Weak number and it keeps selling down. Looks like the bond market will continue to fail until it causes an accident somewhere in the financial structure.
but the market goes up
while the statistical distortionists continue to manipulate and spin their dubious metrics, the patient undeniably remains comatose and on artificial life support. the massive transfusions and medicaments can only prolong the inevitable demise. While the anxious relations pace the halls of the waiting room investing their waning hopes into each inevitably futile mechanism of resuscitation the exponential costs drain their sustenance only to the profit of the attending "physicians".
+1 Metaphor. Beginning to end.
A new avatar for me in light of the latest labor participation rate.
+1
Remain calm, all is well
http://www.youtube.com/watch?v=zDAmPIq29ro
I agree with the general perception of the economy by most of the ZH readers. The economy is crumbling and being hollowed out by the policies in place.
I'm doing what I can to prepare for a long depression. Pool cash, invest in physical PM, diversify out of stocks.

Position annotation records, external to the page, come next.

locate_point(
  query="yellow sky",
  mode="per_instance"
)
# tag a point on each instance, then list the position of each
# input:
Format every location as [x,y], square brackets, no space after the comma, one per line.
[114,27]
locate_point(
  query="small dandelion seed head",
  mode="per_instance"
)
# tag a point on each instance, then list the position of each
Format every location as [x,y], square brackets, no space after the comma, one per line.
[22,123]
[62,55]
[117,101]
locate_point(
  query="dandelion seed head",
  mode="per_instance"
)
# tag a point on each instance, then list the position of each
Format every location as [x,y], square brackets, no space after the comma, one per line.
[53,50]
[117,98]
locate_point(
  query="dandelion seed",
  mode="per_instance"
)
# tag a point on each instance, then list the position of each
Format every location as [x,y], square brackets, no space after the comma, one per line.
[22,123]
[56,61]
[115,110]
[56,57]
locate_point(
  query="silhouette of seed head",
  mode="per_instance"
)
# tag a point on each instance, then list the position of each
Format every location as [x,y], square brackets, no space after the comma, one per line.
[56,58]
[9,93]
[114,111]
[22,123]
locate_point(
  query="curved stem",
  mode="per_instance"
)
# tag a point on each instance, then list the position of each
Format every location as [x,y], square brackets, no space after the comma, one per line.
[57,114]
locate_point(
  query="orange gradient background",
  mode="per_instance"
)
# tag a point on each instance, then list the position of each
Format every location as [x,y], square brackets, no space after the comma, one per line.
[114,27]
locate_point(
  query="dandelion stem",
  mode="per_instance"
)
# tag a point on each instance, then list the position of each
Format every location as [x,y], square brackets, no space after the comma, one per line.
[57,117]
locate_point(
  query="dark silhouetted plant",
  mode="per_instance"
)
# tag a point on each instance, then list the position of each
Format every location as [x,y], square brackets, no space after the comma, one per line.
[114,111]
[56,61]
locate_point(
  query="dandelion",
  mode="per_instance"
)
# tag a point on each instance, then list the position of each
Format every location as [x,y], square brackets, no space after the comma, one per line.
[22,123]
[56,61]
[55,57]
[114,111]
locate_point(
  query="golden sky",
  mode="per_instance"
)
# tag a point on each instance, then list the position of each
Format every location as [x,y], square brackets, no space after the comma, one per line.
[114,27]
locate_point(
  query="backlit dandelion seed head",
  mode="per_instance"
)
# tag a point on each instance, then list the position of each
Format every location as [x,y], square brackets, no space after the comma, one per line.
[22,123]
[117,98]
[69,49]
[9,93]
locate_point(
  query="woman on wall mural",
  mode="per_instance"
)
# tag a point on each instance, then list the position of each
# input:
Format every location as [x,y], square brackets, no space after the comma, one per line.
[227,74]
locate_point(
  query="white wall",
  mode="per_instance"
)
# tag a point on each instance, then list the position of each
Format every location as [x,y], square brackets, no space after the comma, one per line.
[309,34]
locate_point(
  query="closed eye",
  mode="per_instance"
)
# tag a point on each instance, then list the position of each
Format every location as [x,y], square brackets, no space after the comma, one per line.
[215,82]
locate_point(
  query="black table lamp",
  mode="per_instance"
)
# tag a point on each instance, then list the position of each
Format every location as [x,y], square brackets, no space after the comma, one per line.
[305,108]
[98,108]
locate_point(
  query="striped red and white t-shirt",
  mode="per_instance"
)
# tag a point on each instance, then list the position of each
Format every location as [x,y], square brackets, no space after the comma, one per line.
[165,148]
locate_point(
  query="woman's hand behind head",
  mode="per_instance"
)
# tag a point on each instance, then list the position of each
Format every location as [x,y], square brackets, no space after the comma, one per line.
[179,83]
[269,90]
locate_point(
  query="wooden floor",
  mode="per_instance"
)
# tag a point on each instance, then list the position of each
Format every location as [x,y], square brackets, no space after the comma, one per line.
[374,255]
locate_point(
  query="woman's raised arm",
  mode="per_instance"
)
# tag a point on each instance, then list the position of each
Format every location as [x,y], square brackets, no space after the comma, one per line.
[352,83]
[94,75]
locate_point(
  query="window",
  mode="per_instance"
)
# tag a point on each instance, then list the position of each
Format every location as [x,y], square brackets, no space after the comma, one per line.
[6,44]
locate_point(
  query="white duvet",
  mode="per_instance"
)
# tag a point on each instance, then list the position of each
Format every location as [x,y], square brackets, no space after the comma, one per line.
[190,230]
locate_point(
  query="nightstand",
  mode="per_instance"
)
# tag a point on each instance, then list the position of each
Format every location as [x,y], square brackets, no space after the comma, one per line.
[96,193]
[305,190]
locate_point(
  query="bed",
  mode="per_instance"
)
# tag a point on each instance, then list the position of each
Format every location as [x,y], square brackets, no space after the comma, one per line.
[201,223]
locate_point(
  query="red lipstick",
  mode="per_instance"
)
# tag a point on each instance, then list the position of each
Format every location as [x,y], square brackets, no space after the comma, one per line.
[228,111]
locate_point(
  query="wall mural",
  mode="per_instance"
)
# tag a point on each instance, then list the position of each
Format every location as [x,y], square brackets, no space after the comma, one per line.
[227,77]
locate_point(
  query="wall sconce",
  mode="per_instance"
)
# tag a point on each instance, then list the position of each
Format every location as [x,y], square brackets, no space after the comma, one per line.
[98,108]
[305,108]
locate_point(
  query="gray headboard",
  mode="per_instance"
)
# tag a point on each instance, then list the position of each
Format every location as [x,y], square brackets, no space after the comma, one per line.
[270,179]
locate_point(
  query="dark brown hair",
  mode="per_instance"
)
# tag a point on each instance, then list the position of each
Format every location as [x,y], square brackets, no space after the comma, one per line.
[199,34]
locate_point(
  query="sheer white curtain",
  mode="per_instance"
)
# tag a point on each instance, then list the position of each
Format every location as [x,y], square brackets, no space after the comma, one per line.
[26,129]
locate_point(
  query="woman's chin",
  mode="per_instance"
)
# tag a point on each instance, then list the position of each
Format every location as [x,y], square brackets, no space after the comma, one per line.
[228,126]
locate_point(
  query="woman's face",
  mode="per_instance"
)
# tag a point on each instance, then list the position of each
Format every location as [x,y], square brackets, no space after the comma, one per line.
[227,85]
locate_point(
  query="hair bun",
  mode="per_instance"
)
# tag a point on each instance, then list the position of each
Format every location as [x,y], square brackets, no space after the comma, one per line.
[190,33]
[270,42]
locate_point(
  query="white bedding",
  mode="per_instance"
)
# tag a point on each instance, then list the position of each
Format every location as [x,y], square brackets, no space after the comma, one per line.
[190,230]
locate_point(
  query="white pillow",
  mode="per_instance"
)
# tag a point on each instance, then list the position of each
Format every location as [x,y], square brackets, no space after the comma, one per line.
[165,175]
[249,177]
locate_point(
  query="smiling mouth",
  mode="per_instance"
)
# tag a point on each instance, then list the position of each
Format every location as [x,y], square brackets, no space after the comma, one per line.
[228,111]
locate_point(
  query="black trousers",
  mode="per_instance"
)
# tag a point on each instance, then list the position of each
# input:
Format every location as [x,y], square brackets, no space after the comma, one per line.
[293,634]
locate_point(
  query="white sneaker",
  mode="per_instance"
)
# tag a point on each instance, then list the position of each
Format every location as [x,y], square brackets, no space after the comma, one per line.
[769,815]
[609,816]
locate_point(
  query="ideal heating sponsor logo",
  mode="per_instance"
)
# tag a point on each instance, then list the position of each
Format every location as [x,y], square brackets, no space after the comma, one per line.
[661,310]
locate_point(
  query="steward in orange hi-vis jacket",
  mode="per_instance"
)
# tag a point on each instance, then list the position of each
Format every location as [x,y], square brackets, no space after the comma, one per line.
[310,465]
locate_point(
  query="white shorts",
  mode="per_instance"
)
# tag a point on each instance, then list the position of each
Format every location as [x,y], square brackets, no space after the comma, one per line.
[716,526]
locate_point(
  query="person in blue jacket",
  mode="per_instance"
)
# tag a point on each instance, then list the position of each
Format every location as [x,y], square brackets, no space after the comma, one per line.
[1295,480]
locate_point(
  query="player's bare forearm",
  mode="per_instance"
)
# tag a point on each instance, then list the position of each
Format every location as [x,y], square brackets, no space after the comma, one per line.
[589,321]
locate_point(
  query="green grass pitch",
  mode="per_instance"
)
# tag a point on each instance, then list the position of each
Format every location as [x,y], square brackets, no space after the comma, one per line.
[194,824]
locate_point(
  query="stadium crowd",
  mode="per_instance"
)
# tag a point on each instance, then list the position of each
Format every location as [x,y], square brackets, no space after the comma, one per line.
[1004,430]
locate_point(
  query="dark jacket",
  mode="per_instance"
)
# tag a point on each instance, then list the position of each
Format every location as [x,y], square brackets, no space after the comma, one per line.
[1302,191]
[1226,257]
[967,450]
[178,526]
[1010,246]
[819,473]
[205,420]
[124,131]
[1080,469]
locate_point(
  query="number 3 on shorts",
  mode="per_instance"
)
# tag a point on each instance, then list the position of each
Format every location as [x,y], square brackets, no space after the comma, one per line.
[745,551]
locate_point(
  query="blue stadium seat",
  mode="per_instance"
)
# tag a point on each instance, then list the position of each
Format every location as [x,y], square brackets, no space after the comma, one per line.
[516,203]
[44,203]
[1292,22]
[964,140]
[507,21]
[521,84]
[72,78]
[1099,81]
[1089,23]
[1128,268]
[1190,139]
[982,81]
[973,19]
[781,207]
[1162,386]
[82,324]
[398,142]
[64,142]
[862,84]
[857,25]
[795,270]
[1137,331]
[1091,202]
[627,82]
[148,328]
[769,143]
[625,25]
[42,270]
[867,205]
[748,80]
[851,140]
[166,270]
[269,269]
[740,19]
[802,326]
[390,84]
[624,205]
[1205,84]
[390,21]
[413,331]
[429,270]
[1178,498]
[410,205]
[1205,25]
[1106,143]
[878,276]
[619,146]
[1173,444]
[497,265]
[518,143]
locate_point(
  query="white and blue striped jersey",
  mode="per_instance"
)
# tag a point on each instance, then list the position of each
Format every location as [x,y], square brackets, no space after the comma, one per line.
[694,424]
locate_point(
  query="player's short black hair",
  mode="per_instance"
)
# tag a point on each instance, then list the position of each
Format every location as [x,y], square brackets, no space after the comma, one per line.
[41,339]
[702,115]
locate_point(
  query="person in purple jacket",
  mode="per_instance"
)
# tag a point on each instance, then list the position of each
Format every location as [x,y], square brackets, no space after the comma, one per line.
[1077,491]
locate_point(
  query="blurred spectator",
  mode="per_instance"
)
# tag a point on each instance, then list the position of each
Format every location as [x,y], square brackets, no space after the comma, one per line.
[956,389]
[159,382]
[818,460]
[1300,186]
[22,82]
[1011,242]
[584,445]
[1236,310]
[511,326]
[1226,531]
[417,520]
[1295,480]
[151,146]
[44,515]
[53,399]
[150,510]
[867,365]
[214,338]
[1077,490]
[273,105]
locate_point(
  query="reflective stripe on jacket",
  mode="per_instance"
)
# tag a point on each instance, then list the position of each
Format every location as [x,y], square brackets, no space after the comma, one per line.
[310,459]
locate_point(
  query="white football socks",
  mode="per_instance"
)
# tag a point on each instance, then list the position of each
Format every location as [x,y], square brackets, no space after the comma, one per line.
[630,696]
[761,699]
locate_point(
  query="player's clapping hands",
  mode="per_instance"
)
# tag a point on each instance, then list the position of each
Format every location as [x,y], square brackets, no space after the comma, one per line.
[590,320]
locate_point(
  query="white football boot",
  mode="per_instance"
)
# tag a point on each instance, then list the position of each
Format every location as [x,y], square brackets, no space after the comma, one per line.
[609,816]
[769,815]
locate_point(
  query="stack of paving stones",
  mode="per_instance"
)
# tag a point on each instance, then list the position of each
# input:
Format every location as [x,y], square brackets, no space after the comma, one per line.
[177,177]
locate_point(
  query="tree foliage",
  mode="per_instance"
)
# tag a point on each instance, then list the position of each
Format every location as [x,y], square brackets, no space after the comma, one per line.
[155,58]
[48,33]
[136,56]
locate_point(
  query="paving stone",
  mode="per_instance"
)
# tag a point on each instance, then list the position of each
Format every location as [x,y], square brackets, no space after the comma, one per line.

My question is what are most of you doing? Is there a real estate play that is smart to collect some income? Maybe a duplex?
How do you guys plan to out-run the decline in purchasing power or decline in earning power we're all sure to continue to experience?
Buying and renting out a duplex would imply that you are dependent on your tenant to make his/her monthly payment. If they lose their jobs, they may be inclined to do what subprime borrowers have been doing - just stop paying the rent and camp out for a few months/years. I think a better plan would be to make yourself as self-sufficient as possible, dependent on as few people as possible to provide the basic neccessities for yourself and your family.
Gold and other tangible assets that can't be created by a keystroke entry on a Fed/TBTF computer.
What the first article tells me is that the Feb. employment numbers will be terrible due to the quarterly adjustment in the birth/death model figures. The adjustments are always 6-figure negative values.